Réserve faite des contrats en cours auxquels la LME nouvelle ne devrait pas s’appliquer, le bailleur désireux d’une souplesse locative, et souhaitant ni conférer la propriété commerciale ni le droit au renouvellement à son locataire, devra veiller à ne pas dépasser le délai de deux ans de l’art L 145-5 modifié de manière à ne pas  ouvrir au locataire le statut des baux commerciaux et la prescription de l’art  L145-60. Plus, il devra même le sommer de quitter les lieux et ne pas le laisser en possession, sauf au contraire, à vouloir l’enfermer dans le statut.

Inversement, le locataire devra rester vigilant au sort de son contrat, avant l’expiration du délai de deux ans, afin de prendre ses dispositions et organiser éventuellement son départ en conséquence.

De part et d’autre, une veille vigilante des délais s’impose désormais de façon accrue.

II –  Les zones d’ombre et les incertitudes maintenues ou occasionnées par la LME, source d’insécurité et de créativité juridique..


Différents éléments perturbateurs de la prescription viennent gêner son apparente lisibilité :

1°)       Les contestations liées au point de départ de la prescription, jour de naissance de l’action


L’article L 145-60 du Code de Commerce fixe bien un délai uniforme de 2 ans pour toute les actions exercées en vertu d’un bail commercial, mais reste muet, même après la LME, sur le point de départ de cette prescription, ce qui laisse libre cours à une diversité d’interprétation.

Le point de départ retenu par l’article 2224 du Code civil visant la prescription quinquennale, à savoir la connaissance des faits par le titulaire du droit ou la connaissance qu’il aurait dû en avoir .. est parfaitement subjectif, et donc source d’insécurité juridique.

Le silence de la loi sur ce point de départ n’est pas nouveau, et continue d’alimenter les contestations, sans répondre aux objectifs de clarification annoncés.

De fait, compte tenu de la diversité des actions soumises à la prescription biennale, et du silence de la loi, il est difficile de faire ressortir une solution unique.

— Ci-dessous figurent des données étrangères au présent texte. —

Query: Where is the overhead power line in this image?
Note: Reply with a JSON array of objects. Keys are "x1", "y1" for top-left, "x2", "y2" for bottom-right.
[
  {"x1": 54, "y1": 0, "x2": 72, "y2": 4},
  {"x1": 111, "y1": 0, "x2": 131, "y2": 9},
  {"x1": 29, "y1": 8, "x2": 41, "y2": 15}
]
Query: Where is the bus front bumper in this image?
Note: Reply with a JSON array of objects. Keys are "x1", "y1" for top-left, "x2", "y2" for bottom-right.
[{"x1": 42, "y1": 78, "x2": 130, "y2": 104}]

Force est de constater qu’il faut donc tempérer selon les situations, et que cette casuistique factuelle s’oppose de fait à l’unicité de délai de prescription prônée à l’article L 145-60.

Ainsi, après plusieurs hésitations, la Cour de Cassation a considéré par exemple :

* Que pour une demande de révision de loyer : le point de départ de la prescription est la date d’expédition de la lettre contenant demande de révision par le bailleur.

* Qu’en matière de congé, le point de départ de la prescription est la date d’effet du congé (et non celle du congé).

* Que pour le congé avec offre de renouvellement : le point de départ de la prescription de l’action en fixation du loyer du  bail renouvelé est la date d’effet du renouvellement ;

* Qu’en cas de demande de renouvellement du bail par le preneur , il faut distinguer selon que le nouveau bail prend effet avant ou après l’accord des parties sur le principe de renouvellement : Le point de départ de la prescription serait la date d’effet du nouveau bail (en cas d’acceptation du bailleur antérieure à la date d’effet du nouveau bail),  et la date de l’acceptation de principe du bailleur (la date d’expiration délai de 3 mois prévu à l’art L 145-10) lorsque l’acceptation du bailleur serait postérieure à la date d’effet du nouveau bail.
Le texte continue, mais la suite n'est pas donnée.